Therein, he writes: "In February 1886, a birdwatcher named Frank Chapman conducted an experiment in Manhattan, identifying 160 bird species on two strolls through the Ladies’ Miles shopping district. This was no winter ornithological miracle. The birds were all dead, and perched atop the heads of stylish ladies. Of the 700 women’s hats spotted by Chapman, 542 were festooned with feathers, the most elegant were ‘aigrettes,’ the dainty nuptial plumes of courting wading birds. A few of the most expensive hats served as pedestals for entire birds.
"At the height of the fad, an ounce of feathers cost more than an ounce of gold, which provided an excellent incentive to brave the Everglades. Plume hunters sold spoonbill skins for $5, great white herons for $10, and flamingos for up to $25. At a time when average per capita income was less than a dollar a day, plumers gladly supplied cheaper birds as well, selling tri-color and great blue herons, reddish and snowy egrets, pelicans and owls for a dime to a half-dollar per skin . . . In 1886, the American Ornithological Union estimated the annual nationwide carnage at five million birds . . . 'There were plume and song birds of every description that the Creator had placed here to beautify and adorn Man’s Paradise, but the lawless marauders just about destroyed everything that came in reach of their powder and lead,' one critic complained.

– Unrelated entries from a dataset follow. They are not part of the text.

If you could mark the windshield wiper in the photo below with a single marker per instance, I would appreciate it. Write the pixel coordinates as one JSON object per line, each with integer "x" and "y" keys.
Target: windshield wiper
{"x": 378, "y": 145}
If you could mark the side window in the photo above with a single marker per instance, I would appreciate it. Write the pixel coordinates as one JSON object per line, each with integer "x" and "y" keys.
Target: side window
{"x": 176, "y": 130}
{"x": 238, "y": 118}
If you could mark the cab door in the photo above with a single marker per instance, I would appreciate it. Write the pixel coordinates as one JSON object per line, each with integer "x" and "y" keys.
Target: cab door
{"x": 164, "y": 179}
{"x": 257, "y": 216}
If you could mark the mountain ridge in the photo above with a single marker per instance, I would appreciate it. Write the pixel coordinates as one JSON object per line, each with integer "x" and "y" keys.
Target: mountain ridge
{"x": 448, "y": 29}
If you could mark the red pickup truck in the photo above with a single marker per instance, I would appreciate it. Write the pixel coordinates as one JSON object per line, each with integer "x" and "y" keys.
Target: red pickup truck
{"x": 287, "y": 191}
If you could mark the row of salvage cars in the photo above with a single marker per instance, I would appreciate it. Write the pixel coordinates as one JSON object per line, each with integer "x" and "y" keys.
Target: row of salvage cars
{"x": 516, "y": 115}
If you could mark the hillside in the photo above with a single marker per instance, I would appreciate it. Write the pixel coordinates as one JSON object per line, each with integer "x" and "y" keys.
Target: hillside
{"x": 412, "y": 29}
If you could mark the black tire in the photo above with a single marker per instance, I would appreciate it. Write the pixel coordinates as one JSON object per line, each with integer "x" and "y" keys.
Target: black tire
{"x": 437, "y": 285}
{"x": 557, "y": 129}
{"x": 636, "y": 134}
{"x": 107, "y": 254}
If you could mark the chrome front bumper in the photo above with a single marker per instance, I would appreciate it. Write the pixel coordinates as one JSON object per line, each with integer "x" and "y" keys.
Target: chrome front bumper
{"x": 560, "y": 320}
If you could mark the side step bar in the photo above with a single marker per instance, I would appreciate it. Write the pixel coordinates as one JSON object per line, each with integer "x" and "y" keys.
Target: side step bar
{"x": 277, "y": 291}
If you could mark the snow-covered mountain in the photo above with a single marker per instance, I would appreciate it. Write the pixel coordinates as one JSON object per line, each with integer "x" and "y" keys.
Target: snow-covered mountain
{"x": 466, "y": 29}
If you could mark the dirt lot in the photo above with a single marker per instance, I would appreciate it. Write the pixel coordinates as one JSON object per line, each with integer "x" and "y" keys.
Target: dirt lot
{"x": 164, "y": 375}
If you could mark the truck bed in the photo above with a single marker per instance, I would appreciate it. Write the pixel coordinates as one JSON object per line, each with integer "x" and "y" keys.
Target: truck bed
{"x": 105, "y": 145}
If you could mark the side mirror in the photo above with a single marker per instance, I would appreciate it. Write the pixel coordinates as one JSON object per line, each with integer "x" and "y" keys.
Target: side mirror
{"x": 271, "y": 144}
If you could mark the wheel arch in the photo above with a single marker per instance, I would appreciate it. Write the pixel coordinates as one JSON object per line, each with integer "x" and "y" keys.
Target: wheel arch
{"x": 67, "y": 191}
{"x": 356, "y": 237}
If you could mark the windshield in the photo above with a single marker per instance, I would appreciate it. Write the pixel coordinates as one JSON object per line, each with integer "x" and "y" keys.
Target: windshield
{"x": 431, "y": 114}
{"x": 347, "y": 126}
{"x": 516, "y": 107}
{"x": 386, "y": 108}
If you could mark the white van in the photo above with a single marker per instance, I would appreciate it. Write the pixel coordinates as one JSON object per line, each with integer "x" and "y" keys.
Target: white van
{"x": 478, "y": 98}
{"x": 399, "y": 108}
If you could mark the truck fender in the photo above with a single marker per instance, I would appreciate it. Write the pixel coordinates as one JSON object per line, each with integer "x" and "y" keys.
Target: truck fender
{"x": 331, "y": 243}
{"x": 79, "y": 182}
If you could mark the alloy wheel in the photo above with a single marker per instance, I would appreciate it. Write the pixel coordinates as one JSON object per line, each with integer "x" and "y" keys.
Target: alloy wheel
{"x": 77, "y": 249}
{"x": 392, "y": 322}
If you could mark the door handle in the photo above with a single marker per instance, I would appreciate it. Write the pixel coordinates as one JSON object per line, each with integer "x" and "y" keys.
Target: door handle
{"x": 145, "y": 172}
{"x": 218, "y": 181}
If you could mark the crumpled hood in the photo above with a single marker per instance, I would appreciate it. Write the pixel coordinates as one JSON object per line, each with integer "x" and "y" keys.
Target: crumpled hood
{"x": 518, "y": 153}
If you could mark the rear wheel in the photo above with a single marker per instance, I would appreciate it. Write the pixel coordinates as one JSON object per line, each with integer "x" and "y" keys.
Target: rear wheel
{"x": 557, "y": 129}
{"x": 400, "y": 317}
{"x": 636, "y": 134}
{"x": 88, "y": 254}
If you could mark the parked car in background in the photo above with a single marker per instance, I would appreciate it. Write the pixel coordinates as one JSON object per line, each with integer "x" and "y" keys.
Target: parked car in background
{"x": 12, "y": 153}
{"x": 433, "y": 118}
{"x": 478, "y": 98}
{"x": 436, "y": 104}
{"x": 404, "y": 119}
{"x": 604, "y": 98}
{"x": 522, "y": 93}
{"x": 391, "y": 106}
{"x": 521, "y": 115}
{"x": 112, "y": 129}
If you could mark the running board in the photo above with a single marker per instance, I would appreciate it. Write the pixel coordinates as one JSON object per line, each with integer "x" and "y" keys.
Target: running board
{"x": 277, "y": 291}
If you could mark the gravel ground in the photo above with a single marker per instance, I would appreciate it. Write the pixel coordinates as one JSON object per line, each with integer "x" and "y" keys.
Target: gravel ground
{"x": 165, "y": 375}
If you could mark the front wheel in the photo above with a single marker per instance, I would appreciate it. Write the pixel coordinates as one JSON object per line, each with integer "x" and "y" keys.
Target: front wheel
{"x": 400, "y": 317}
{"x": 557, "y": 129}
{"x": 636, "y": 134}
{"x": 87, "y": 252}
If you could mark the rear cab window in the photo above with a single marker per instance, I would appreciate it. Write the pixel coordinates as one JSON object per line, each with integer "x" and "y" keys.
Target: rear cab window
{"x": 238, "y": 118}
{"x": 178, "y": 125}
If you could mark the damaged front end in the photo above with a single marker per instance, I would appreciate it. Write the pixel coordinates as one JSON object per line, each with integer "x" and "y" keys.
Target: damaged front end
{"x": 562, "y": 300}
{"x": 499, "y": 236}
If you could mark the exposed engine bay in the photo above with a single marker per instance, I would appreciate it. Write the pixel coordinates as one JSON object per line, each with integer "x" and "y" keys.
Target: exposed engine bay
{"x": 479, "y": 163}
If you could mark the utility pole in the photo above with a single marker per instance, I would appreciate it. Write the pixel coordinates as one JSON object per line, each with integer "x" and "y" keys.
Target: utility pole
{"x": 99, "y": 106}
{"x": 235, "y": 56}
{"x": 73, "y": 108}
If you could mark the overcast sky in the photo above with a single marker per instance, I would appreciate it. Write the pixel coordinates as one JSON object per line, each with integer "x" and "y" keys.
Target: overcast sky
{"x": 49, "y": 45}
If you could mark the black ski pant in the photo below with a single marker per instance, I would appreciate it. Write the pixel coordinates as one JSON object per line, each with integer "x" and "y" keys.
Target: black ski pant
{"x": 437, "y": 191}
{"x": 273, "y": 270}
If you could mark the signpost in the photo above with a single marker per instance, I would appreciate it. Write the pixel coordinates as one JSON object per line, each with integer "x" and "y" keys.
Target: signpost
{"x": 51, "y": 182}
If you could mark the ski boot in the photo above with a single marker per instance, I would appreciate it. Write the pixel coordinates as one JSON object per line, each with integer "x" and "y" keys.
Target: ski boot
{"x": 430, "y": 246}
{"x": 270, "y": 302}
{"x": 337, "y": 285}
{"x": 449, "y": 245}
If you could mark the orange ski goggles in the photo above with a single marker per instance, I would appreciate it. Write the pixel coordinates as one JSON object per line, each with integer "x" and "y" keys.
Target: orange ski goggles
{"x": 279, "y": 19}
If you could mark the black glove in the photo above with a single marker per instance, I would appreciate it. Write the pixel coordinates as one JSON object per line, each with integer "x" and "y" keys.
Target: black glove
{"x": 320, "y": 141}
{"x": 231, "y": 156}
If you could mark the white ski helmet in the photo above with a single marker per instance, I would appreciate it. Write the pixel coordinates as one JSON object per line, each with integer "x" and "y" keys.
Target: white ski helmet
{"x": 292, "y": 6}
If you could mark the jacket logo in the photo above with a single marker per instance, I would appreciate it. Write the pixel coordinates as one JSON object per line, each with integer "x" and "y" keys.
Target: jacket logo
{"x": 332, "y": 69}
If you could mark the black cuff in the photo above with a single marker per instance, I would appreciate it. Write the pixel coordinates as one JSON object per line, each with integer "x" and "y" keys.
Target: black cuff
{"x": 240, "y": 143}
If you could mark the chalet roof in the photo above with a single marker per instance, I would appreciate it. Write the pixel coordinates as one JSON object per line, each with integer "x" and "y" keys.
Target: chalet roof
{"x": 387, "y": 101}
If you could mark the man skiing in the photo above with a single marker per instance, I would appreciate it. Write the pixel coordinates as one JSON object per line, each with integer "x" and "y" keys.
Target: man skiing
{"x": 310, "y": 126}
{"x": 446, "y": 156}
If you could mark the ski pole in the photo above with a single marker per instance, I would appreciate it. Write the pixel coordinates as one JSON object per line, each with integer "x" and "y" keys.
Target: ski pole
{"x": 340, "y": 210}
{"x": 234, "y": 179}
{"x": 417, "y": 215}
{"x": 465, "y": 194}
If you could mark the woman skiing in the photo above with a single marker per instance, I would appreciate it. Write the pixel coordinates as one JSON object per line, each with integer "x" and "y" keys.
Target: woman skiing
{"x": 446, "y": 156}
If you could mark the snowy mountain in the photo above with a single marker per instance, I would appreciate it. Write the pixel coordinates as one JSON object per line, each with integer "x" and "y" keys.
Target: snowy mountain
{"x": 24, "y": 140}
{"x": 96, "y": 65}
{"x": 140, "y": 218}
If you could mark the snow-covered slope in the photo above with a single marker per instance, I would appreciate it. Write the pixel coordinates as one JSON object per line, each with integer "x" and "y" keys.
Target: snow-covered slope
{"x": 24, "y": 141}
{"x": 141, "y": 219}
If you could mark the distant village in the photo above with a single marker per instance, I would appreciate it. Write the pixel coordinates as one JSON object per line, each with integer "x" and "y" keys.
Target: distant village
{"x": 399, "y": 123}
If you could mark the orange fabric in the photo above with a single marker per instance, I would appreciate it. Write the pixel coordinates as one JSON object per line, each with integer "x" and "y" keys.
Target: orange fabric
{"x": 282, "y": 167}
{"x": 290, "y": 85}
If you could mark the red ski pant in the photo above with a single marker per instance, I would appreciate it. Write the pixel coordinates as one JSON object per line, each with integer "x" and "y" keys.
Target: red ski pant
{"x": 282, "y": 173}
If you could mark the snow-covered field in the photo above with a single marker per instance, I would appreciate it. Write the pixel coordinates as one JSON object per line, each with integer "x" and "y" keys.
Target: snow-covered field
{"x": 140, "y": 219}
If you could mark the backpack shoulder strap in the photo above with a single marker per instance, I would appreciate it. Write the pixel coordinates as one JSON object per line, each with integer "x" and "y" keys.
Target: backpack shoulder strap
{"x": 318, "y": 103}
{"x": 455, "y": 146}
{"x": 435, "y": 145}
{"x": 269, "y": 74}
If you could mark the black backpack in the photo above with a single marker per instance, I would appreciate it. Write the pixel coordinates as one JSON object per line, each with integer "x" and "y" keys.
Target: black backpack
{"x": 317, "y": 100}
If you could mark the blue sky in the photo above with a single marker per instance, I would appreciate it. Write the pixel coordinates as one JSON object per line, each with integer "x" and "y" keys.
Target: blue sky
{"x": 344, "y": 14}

"At the height of nesting season, plumers patiently shot out rookeries one bird at a time, leaving rotting carcasses and helpless chicks to be devoured by raccoons, crows and buzzards . . . This kill-them-all strategy took its toll. Roseate spoonbills, snowy egrets, great white herons, and short-tailed hawks nearly vanished from Florida. The wild flamingos that so enchanted Audubon—and inspired the name of the village at the tip of Cape Sable—did vanish from Florida. The lime-green-and-carmine Carolina parakeet was hunted to extinction. There was only one pair of reddish egrets left on the peninsula, and only one rookery for brown pelicans, a clump of mangroves off Vero Beach, called Pelican Island."
Eventually this wholesale slaughter inspired conservationists to rise up. Finally in 1903, the first of 535 national wildlife refuges was established at Pelican Island. President Teddy Roosevelt, in signing the law creating that first sanctuary, said: "Birds should be saved for utilitarian reasons—and moreover, they should be saved for reasons unconnected with dollars and cents. To lose the chance to see . . . pelicans winging their way homeward across the crimson afterglow of the sunset . . . is like the loss of the gallery of the masterpieces of the artists of old time."
John Barry, in recommending Grunwald’s The Swamp wrote: "[The book] combines history and investigative journalism to explore not only the Everglades but the larger tensions of a society’s relationship with the environment." A great read.